#1 Check Your Tire Pressure and Consider Snow Tires: If your tires have many years on them – not many miles, but years- you may consider inspecting them for things such as irregular wear and dry rotting. This unnoticed can cause sudden loss of control and tire blowouts. If you do not have a vehicle that can handle snow tires, make sure you check the tire pressure in each tire to ensure the safest drive possible. In Evansville, there is air available at almost every gas station for a small cost OR you can use it for free at the Marathon on North Green River Road and the Marathon on Red Bank Road. If you ever find yourself skidding, do not apply the brakes. Take your foot off the accelerator and slowly turn your wheel in the opposite direction. It is easy to over correct here so try to stay calm and mindful of your actions.
#2 Check Your Battery: On average, car batteries last about three to five years. If it is time to get a new one, consider replacing it in the fall when batteries typically go on sale AND because winter months are harder on your engine and cause it to work harder, putting more pressure on the battery. Most mechanic shops will offer to check your battery for free.
#3 Check Your Oil and Oil Viscosity: Oil keeps the metal surfaces of your engine from grinding together and causing damage. The viscosity (or thickness) of oil is a crucial key to ensuring your engine is running properly. If the oil is too thick, it will flow too slowly and your engine can overheat. In the winter time, cold temperatures cause oil to thicken but you can keep this in control by having regular oil changes done to your vehicle. Most technicians recommend an oil change every 3,000 miles or every three months — whichever comes first.
#4 Put in the Correct Amount of Antifreeze: Antifreeze protects your engine from freezing in cold weather and overheating on hot days. A 50:50 mix of antifreeze and water is ideal to keep fluids from freezing at temperatures as low as -34 degrees Fahrenheit. Don’t worry about trying to bust out your measuring cup to achieve the perfect ratio however, most bottles of antifreeze are solid premixed with water.

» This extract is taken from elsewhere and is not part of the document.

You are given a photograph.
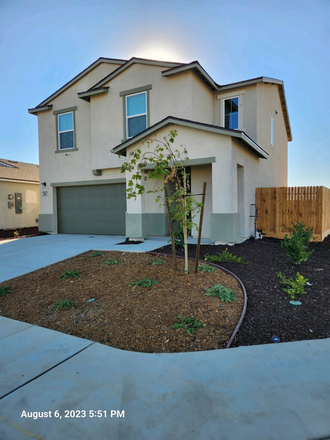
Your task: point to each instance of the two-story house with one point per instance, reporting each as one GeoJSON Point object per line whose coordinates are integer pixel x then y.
{"type": "Point", "coordinates": [236, 136]}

#5 Keep Your Fuel Tank Full: Cold and constantly shifting temperatures can cause condensation to form on the walls of a gas tank that is near empty and may result in water dripping into the gas. It will eventually sink to the bottom, since water is heavier than gas, possibly freezing up the fuel lines — which can result in the blocking of gas and halting of your travel plans. Repairs to correct this can be very costly so do yourself the favor and keep your gas tank near full this winter.
#6 Check Your Defrost and Heating Units: With the morning temperature hitting a brisk 20 degrees this morning in Evansville, you have probably had to turn on your heating system and seat warmers by this point. If your heater is not working, the usual culprit is a faulty heater coil. Defrosters work by blowing warm, dry air over the glass to reduce the amount of moisture (thus causing the fogginess). If your defroster is functioning properly but you are still having a problem with fog, check your car over for air leaks around the doors and windows.
#7 Replace Windshield Wipers and Fill Wiper Fluid: Low visibility can make winter driving very dangerous. Make sure you inspect your wiper blades for cracks (since they are made out of plastic and rubber) and check to make sure your wiper fluid is filled up, as it can assist in breaking up snow and ice on the windshield.
#8 Check Your Car’s Belts and Hoses: Typically, belts and hoses are only checked when the car is due for a tune-up. It doesn’t hurt to take a look and make sure everything is holding up properly around the engine. Cold temperatures can weaken them so a breakage is more likely to occur during the winter months.
#9 Make Sure Your 4-Wheel Drive Works: If you own an SUV you probably don’t use 4-wheel drive too much in the summer unless you enjoy off-roading. A properly functioning system can improve tire traction on snow and ice, decreasing the possibility of getting stuck when the weather starts to decline.
#10 Keep an Emergency Kit Inside Your Car: include items such as non-perishable foods, an extra coat, salt, a shovel, road flares, flashlights, boots, and even a portable cellphone charger incase you get stuck in a remote area.